Hätten Sie je gedacht, dass Sie einmal selbst dort mitarbeiten würden?

Im Leben nicht. Ich wollte eigentlich Mediziner werden.

Bis 2005 wurden Ernie und Bert in New York produziert und bei uns nur synchronisiert. Seit sieben Jahren werden auch eigene Szenen im Studio Hamburg gedreht. Wacht der große Bruder aus Amerika darüber, was Sie da so machen?

Nein. Natürlich schauen die Amerikaner unsere Sachen genau an. Aber inhaltlich hat die NDR-Redaktion wirklich alle Freiheiten. Man weiß natürlich, in welchem Korridor man sich bewegt. Gerade Ernie und Bert haben eine große Tradition, die möchte man auch weiterführen. Da werde ich auch zum Konservativen. Ich hatte anfangs sehr viel Respekt vor dieser Aufgabe, weil ich die Figur des Ernie, der ja der persönliche Held meiner Kindheit war, in keiner Weise beschädigen wollte.

Duften Sie schon mal in das Allerheiligste, in den Sesame Workshop in New York?

Ich verrate Ihnen was. Ich hatte schon mehrmals die Gelegenheit, bin aber nie hingegangen. Ich fand es spannender, durch Manhattan zu laufen. Das dürfen die Amerikaner aber nie erfahren.

Müssen Sie in der Familie denn auch mal den Ernie machen?

Ja, natürlich. Das kriege ich immer wieder zu hören: Sag mal was, mach mal was. Hin und wieder muss ich da ran. Alle sind dann sehr froh, wenn sie diese Lache hören. Aber ich mache das ja gerne. Vor allem, wenn ich sehe, wie dann alle wieder zu Kindern werden.

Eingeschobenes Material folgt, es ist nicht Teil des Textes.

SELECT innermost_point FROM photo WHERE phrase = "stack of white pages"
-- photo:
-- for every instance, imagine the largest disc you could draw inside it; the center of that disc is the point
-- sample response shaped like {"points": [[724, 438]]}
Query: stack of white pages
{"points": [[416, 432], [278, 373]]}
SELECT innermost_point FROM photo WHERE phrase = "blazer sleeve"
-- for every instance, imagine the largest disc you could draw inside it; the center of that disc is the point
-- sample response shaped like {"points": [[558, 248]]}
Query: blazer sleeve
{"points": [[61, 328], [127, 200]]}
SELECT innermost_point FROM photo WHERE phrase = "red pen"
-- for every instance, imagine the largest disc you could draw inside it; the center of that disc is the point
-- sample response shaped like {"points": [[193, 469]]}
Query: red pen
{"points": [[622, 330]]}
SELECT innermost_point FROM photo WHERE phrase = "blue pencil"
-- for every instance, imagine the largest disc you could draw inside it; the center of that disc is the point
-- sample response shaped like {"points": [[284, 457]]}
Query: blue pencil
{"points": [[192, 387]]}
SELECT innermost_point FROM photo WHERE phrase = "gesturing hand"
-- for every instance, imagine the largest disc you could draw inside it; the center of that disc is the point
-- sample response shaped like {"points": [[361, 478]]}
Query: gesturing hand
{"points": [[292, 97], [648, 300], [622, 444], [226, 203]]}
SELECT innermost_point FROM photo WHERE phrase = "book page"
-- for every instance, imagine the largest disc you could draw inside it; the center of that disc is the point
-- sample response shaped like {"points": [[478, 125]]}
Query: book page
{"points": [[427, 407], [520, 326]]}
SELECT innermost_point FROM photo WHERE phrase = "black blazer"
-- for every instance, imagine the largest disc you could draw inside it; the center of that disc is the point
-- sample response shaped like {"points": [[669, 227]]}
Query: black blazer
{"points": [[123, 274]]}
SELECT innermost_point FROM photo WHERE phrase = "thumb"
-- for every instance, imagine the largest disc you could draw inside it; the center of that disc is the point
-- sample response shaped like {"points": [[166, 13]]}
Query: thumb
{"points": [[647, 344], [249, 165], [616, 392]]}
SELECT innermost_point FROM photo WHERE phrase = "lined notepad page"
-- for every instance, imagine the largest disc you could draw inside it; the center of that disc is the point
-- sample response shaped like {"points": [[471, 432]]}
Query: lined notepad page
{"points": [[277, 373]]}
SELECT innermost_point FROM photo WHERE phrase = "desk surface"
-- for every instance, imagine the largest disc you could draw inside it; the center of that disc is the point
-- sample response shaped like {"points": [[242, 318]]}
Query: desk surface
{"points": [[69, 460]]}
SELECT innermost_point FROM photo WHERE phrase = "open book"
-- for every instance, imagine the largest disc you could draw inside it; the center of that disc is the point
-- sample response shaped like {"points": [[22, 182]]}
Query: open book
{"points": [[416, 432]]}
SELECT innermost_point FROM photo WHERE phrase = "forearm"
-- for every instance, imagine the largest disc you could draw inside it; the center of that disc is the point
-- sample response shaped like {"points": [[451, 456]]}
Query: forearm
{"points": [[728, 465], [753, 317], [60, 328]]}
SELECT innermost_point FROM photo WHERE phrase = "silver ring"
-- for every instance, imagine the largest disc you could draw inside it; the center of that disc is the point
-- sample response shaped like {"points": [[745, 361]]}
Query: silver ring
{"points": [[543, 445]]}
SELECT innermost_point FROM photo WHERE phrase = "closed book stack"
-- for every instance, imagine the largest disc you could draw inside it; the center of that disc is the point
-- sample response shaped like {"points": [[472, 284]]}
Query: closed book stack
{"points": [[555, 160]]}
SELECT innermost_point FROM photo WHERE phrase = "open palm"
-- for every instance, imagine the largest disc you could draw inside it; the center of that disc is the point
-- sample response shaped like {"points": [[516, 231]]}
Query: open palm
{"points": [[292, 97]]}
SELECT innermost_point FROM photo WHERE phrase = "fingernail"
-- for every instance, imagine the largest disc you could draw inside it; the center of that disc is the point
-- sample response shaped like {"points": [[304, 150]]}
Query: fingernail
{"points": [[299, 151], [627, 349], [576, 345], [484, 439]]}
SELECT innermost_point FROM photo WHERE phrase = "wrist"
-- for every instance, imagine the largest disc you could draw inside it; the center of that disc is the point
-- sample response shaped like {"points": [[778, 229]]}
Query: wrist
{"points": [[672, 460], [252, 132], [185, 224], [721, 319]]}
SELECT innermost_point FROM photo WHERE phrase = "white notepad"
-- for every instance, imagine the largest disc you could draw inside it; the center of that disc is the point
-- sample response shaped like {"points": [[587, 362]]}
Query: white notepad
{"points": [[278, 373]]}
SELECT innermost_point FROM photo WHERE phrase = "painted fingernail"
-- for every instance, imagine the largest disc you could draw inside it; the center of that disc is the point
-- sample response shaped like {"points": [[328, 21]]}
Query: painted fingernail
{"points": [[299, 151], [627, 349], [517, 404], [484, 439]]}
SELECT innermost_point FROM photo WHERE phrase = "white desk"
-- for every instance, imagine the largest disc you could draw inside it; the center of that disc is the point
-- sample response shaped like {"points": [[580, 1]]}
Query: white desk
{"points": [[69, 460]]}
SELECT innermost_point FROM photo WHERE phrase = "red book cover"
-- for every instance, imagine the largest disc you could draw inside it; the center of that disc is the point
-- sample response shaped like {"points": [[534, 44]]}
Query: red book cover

Färbt so eine Figur aufs Privatleben ab?

Ernie und Bert haben mich schon als Kind geprägt. Die haben auf mich abgefärbt. Ich habe wegen Ernie begonnen, Schlagzeug zu spielen. Weil Ernie Bert damit nachts vom Schlafen abgehalten hat. Und wenn ich mir Wolle das Schaf anschaue, dann hat der viel von meiner Mutter. Das zum Thema Prägung. Es ist ja auch so, dass die Figuren einen manchmal verblüffen. Man spielt sie zwar selbst, ist aber gleichzeitig auch Zuschauer. Und ist manchmal verwundert, was die mit einem machen.